Laporan Wartawan Tribunnews.com, Ashri Fadilla
TRIBUNNEWS.COM, JAKARTA - Komisi Pemberantasan Korupsi telah menyita uang tunai terkait kasus suap, gratifikasi, dan tindak pidana pencucian uang (TPPU) yang menyeret Bupati nonktif Membramo Tengah, Ricky Ham pagawak.
Uang tunai yang disita mencapai Rp 1,5 miliar.
Tim penyidik KPK menyita uang tersebut dari staf DPP Partai Demokrat, Reyhan Khalifa.
Reyhan pun telah diperiksa oleh tim penyidik pada Selasa (23/5/2023).
"Dilakukan penyitaan uang Rp 1,5 Miliar dari saksi dimaksud," kata Kepala Bagian Pemberitaan KPK Ali Fikri dalam keterangannya pada Kamis (25/5/2023).
Baca juga: KPK Duga Andi Arief Tahu Aliran Uang Panas Ricky Ham Pagawak ke Kader Partai Demokrat
Selain penyitaan, tim penyidik juga menggali keterangan dari Reyhan Khalifa terkait perkara Ricky Ham Pagawak ini.
Satu di antara materi yang didalami, yaitu mengenai aliran uang dari Ricky Ham Pagawak.
"Tim penyidik mendalami pengetahuan saksi tersebut antara lain terkait dengan dugaan aliran uang tersangka RHP ke beberapa pihak," katanya.
Konstruksi Perkara Ricky Ham Pagawak
Ricky Ham Pagawak yang menjabat selaku Bupati Kabupaten Mamberamo Tengah, Provinsi Papua selama dua periode yaitu 2013-2018 dan 2018-2023, banyak mengerjakan proyek pembangunan infrastruktur.
Dengan kewenangan sebagai bupati dimaksud, kader Partai Demokrat itu kemudian diduga menentukan sendiri para kontraktor yang nantinya akan mengerjakan proyek dengan nilai kontrak pekerjaannya mencapai belasan miliar rupiah.
"Syarat yang ditentukan RHP agar para kontraktor bisa dimenangkan antara lain dengan adanya penyetoran sejumlah uang," ungkap Ketua KPK, Firli Bahuri.
Para kontrakor dimaksud antara lain Direktur Utama PT Bina Karya Raya, Simon Pampang; Direktur PT Bumi Abadi Perkasa, Jusieandra Pribadi Pampang; dan Direktur PT Solata Sukses Membangun, Marten Toding.
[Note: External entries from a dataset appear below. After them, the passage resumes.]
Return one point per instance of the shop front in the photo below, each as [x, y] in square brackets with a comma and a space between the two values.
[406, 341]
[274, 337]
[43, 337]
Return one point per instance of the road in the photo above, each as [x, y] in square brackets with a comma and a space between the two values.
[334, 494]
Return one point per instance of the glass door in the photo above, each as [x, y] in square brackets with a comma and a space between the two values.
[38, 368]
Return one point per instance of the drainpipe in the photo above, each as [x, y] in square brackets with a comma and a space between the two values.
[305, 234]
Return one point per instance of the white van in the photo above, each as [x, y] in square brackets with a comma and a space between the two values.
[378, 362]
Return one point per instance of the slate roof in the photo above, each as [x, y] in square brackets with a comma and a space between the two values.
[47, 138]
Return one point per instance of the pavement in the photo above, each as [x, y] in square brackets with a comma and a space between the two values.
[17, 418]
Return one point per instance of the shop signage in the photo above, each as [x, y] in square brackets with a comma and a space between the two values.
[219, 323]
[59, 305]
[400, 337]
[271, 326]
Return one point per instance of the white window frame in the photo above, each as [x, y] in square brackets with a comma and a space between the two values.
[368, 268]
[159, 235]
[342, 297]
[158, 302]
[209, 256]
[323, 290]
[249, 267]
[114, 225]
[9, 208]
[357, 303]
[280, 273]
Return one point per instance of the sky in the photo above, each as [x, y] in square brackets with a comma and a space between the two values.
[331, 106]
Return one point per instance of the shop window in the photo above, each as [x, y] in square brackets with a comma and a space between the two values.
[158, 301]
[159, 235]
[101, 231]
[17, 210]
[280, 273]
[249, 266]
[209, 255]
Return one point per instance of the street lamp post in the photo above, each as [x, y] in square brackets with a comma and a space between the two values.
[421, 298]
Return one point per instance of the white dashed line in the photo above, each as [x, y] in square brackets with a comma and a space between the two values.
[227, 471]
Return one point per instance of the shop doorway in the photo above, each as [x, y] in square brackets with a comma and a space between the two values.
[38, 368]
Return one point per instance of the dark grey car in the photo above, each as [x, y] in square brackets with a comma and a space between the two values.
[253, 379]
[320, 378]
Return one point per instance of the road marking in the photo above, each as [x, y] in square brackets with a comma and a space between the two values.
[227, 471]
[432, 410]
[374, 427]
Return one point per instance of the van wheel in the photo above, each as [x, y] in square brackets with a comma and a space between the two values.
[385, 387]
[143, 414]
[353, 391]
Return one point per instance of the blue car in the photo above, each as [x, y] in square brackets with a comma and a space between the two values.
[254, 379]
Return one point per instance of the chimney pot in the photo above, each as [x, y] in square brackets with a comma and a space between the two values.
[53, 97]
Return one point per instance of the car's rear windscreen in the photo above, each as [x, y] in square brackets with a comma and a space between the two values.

Ketiganya telah divonis bersalah oleh pengadilan.
Simon, Jusieandra, dan Marten adalah para kontrakor yang ingin mendapatkan beberapa proyek pekerjaan infrastruktur di Kabupaten Mamberamo Tengah.
"RHP kemudian bersepakat dan bersedia memenuhi keinginan dan permintaan SP (Simon Pampang), JPP (Jusieandra Pribadi Pampang) dan MT (Marten Toding) dengan memerintahkan pejabat di Dinas Pekerjaan Umum untuk mengondisikan proyek-proyek yang nilai anggarannya besar diberikan khusus pada SP, JPP dan MT," ujar Firli.
Jusieandra diduga mendapatkan paket pekerjaan 18 paket dengan total nilai Rp 217,7 miliar, di antaranya proyek pembangunan asrama mahasiswa di Jayapura.
Sedangkan Simon Pampang diduga mendapatkan enam paket pekerjaan dengan nilai Rp 179,4 miliar.
Adapun Marten Toding mendapatkan tiga paket pekerjaan dengan nilai Rp 9,4 miliar.
"Realisasi pemberian uang pada RHP dilakukan melalui transfer rekening bank dengan menggunakan nama-nama dari beberapa orang kepercayaan RHP," katanya.
Firli menyebut, Ricky diduga juga menerima sejumlah uang sebagai gratifikasi dari beberapa pihak yang kemudian diduga juga dilakukan TPPU berupa membelanjakan, menyembunyikan maupun menyamarkan asal usul dari harta kekayaan yang berasal dari korupsi.
"Sejauh ini terkait dugaan suap, gratifikasi dan pencucian uang yang dinikmati RHP sejumlah sekitar Rp 200 miliar dan hal ini terus didalami dan dikembangkan oleh tim penyidik," kata Firli.